Les perturbations dans le détroit d'Ormuz font craindre une crise alimentaire mondiale
Rome, Italie (PANA) - Le temps presse pour les systèmes alimentaires mondiaux, car les perturbations dans le détroit d'Ormuz menacent de bloquer l'approvisionnement en carburant et en engrais indispensables à la prochaine saison des semis, ce qui accroît également le risque d'une hausse des prix alimentaires et d'une nouvelle vague d'inflation.
Un cessez-le-feu fragile entre les Etats-Unis et l'Iran n'a guère contribué à rétablir la confiance dans ce corridor maritime vital, où de nouvelles tensions – notamment un blocus américain récemment annoncé contre les navires utilisant les ports iraniens – maintiennent les navires à l'arrêt et mettent les chaînes d'approvisionnement à rude épreuve.
Le détroit d'Ormuz, voie navigable étroite mais cruciale, achemine une part importante de l'énergie et des intrants agricoles mondiaux. Les perturbations survenues depuis le début des hostilités le 28 février entravent déjà les flux de pétrole, de gaz et d'engrais destinés aux cultures de base nouvellement plantées, avec des répercussions qui s'étendent bien au-delà du Moyen-Orient.
" Entre 30 et 35 % du pétrole brut, 20 % du gaz naturel… et entre 20 et 30 % des autres engrais ne peuvent pas être acheminés ", a déclaré Máximo Torero, économiste en chef de l’Organisation des Nations unies pour l’alimentation et l’agriculture (FAO).
" Voilà l’ampleur de l’impact potentiel ", a-t-il averti.
Si le cessez-le-feu a brièvement fait naître l’espoir d’une reprise du transport maritime, l’incertitude reste grande. Les pourparlers entre les États-Unis et l’Iran, menés ce week-end sous la médiation du Pakistan, n’ont abouti à aucune avancée décisive.
UN News a rapporté que de nombreux navires restent bloqués dans le Golfe, et que de nouvelles cargaisons n’ont pas encore pu entrer dans le corridor. Les armateurs et les assureurs hésitent à mettre en péril des actifs et des équipages coûteux dans un contexte d’insécurité persistante. Même si les tensions s’apaisent, il pourrait falloir des jours, voire des semaines, pour que le trafic revienne à la normale.
Ce retard est critique, met en garde David Laborde, directeur de la Division de l’économie agroalimentaire à la FAO.

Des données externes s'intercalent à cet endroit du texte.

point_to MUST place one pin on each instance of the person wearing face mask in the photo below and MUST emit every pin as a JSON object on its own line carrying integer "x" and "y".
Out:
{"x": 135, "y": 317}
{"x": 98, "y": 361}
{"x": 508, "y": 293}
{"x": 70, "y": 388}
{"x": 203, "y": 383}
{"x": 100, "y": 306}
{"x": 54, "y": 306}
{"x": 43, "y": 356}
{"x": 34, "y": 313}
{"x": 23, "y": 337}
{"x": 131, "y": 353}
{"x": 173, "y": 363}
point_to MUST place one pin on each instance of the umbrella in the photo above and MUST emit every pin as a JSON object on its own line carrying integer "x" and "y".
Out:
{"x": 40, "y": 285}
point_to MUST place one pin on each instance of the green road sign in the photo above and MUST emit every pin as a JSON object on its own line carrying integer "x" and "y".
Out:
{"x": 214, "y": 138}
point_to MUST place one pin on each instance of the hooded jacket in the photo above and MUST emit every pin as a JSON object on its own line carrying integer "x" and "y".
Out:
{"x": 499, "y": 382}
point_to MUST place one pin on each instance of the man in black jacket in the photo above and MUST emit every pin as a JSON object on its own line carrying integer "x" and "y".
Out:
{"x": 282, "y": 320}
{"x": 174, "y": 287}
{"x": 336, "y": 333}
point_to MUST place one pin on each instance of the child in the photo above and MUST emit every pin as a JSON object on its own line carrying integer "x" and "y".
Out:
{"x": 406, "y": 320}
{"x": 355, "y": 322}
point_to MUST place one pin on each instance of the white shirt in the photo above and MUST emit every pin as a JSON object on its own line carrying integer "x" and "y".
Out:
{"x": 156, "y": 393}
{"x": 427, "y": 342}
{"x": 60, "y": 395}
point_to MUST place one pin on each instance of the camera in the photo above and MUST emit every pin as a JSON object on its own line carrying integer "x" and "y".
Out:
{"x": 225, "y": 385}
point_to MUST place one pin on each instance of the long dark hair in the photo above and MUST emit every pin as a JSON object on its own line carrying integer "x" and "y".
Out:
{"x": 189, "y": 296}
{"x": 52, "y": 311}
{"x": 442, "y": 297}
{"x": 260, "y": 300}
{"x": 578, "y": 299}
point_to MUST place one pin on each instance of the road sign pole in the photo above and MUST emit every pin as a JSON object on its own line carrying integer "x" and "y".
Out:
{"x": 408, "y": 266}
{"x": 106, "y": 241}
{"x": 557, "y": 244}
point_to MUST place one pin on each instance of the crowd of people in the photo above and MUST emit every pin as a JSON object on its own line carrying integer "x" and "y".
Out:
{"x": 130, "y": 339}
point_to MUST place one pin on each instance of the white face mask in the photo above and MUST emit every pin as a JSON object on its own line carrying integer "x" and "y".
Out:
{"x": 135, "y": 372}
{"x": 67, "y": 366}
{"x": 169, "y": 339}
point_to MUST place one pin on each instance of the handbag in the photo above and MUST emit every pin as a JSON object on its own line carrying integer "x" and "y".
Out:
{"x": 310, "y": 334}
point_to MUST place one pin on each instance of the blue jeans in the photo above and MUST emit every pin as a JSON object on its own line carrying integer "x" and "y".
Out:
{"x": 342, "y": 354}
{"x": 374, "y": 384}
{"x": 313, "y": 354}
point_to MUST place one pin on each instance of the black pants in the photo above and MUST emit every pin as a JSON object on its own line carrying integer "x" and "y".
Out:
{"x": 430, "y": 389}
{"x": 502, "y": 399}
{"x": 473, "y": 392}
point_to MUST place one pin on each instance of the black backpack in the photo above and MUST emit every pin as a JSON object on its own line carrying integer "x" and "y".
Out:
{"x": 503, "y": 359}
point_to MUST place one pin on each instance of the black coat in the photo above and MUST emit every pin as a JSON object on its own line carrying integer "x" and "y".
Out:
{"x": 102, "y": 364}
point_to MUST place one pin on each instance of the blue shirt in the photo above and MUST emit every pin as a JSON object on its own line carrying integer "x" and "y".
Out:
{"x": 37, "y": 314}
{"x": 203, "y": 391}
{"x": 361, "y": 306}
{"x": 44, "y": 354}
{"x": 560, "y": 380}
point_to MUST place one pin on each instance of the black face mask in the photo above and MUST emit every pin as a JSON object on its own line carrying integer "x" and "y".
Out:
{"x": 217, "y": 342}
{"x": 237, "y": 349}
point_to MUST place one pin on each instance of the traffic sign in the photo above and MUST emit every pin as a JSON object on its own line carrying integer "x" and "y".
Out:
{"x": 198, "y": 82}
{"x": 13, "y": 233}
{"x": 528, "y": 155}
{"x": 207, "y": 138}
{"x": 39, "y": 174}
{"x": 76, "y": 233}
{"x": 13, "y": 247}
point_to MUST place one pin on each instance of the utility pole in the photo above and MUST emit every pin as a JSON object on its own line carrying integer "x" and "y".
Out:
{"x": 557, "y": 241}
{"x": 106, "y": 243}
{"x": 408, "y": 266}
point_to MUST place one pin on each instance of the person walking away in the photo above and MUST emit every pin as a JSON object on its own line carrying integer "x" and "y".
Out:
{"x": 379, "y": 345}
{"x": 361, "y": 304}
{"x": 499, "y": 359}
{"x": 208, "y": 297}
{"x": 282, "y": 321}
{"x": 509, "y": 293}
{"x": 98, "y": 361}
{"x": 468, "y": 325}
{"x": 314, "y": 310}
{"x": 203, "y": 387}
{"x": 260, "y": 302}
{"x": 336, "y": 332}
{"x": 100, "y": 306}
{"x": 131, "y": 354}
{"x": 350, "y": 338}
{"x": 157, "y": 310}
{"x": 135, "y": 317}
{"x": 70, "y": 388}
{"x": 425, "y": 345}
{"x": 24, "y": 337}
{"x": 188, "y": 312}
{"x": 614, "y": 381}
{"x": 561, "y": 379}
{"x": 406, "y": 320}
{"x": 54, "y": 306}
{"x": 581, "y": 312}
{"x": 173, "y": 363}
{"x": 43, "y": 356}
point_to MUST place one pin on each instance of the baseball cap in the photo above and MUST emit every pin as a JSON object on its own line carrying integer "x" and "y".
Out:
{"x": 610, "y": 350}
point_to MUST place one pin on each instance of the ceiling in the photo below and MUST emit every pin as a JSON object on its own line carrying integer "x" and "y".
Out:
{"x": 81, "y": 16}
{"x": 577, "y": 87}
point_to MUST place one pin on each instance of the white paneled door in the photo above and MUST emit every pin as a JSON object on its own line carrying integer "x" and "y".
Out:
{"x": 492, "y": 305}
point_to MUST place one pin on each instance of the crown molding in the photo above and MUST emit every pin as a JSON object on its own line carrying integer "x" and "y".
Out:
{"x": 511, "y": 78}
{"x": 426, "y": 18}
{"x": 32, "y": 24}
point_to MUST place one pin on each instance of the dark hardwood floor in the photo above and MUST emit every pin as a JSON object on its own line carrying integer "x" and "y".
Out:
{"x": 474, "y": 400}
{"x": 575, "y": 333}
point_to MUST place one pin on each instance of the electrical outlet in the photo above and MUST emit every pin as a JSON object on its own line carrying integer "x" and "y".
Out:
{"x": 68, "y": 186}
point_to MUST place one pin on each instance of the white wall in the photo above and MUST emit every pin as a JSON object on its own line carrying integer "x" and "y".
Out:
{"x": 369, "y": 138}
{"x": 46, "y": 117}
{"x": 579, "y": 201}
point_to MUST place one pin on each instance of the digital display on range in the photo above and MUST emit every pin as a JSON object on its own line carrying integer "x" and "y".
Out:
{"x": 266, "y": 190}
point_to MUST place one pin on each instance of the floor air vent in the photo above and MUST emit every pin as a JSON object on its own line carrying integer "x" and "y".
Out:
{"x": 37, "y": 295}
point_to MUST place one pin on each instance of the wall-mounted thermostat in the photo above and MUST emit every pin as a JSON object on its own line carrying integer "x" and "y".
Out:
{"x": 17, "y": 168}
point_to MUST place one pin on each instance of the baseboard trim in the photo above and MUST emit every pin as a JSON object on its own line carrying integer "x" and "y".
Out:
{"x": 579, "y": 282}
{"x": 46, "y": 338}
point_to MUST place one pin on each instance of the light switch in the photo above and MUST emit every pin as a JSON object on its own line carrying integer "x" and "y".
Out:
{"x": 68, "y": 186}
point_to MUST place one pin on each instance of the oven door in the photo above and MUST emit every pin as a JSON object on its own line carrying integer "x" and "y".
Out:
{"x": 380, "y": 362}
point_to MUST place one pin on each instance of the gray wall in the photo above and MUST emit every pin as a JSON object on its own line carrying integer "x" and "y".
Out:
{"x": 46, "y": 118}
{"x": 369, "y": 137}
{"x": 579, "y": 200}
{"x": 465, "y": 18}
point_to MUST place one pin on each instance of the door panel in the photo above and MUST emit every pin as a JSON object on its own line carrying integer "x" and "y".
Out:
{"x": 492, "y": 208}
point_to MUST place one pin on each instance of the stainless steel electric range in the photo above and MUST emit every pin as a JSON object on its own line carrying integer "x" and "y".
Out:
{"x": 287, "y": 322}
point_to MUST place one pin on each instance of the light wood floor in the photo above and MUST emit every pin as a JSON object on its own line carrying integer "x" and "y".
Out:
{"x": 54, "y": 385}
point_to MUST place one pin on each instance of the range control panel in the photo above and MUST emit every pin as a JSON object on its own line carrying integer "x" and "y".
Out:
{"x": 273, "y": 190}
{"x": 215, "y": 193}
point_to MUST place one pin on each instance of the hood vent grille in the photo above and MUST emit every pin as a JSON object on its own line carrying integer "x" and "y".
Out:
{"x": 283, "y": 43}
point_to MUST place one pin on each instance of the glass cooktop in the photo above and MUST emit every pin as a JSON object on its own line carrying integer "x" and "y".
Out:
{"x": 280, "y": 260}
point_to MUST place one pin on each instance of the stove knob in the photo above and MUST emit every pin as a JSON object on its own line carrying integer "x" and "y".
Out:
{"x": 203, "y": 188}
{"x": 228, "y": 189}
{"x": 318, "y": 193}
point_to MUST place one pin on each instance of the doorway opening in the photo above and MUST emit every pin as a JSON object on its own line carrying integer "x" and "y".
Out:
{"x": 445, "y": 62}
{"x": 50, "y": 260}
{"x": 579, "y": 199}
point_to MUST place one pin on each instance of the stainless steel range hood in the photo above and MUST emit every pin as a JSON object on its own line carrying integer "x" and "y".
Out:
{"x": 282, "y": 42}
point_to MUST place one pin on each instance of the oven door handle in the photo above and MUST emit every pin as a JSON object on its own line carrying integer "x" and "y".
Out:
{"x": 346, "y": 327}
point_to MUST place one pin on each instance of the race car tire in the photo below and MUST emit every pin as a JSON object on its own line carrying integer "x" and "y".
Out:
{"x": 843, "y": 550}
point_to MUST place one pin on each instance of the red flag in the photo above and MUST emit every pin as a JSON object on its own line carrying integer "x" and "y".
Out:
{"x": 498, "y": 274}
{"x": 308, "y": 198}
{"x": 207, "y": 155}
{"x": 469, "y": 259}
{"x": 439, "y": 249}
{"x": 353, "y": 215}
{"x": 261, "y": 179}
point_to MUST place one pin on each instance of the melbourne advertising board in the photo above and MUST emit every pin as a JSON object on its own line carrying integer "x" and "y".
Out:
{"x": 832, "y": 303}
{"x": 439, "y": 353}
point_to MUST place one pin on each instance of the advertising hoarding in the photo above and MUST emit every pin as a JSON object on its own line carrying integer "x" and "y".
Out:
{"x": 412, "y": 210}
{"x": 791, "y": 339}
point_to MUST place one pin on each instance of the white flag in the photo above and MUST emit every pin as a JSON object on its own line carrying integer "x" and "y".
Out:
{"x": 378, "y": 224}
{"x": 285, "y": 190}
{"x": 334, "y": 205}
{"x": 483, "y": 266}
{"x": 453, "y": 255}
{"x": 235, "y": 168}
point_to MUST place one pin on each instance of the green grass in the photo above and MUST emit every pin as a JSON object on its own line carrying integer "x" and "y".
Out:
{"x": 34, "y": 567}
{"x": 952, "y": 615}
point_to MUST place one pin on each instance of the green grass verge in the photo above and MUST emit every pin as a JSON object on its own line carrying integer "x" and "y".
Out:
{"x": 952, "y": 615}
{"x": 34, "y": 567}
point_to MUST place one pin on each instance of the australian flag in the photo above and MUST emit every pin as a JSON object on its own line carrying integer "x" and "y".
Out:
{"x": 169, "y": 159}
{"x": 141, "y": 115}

Une grande partie des cargaisons qui ont quitté le Golfe avant la crise a déjà atteint sa destination, ce qui signifie que le monde entre désormais dans une phase où l’offre pourrait commencer à se resserrer.
" Nous allons assister à un véritable arrêt de l’approvisionnement " dans les jours à venir, a-t-il déclaré.
Malgré la forte hausse des coûts des intrants, les prix mondiaux des denrées alimentaires n’ont pas encore bondi, un point que les économistes de la FAO soulignent ne doit pas être interprété à tort comme un signe de stabilité sous-jacente.
L’indice des prix alimentaires de la FAO pour le mois de mars n’a affiché que de légères hausses, reflétant l’abondance des stocks mondiaux et les bonnes récoltes de l’année dernière.
" Nous disposons de ressources suffisantes… et de stocks importants qui permettent au système agroalimentaire… de résister à ce choc ", a déclaré M. Torero.
Mais cette marge de manœuvre pourrait être de courte durée. Alors que les décisions relatives aux semis seront prises dans les semaines à venir, les agriculteurs confrontés à une hausse des coûts et à un accès limité aux engrais pourraient réduire leur utilisation d’intrants ou changer de culture, ce qui ferait baisser les rendements lors de la prochaine saison.
" Si nous ne disposons pas des intrants au moment où ils sont nécessaires... cela signifie que les producteurs devront produire avec moins d’intrants ", a-t-il déclaré. " Et par conséquent, leurs rendements pourraient être moindres. "
Cela pourrait à son tour faire grimper les prix des denrées alimentaires plus tard dans l’année et au cours de l’année suivante.